The product of a unique collaboration between a literary critic (Van Delden) and a political scientist (Grenier), this book looks at the relationship between literature and politics in Latin America, a region where these two domains exist in closer proximity than perhaps anywhere else in the Western world. The apparently seamless blending of literature and politics is reflected in the explicitly political content of much of the continent's writing, as well as in the highly visible political roles played by many Latin American intellectuals.

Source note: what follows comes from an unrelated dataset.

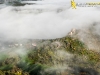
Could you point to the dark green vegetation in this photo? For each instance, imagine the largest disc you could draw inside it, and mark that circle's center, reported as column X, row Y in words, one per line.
column 62, row 56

Yet the authors of this book argue that the relationship between the two realms is much more complex and fraught with tension than is nowadays recognized. In examining these tensions, and in revealing the diverse ways in which literature and politics intersect in the Latin American cultural tradition,
Gunshots at the Fiesta offers a lively challenge to the current tendency--especially strong in the U.S. academy--to read Latin American literature through a narrowly political prism.
The authors argue that one can only understand the nature of the dialogue between literature and politics if one begins by recognizing the different logics that operate in these different domains. Using this idea of the different logics of politics and literature as a guiding thread, Van Delden and Grenier offer bold new readings of major authors such as José Martí, Octavio Paz, Carlos Fuentes, Gabriel García Márquez, and Mario Vargas Llosa, as well as compelling interpretations of works by less-frequently-discussed figures such as Claribel Alegría, Marisol Martín del Campo and Víctor Hugo Rascón Banda.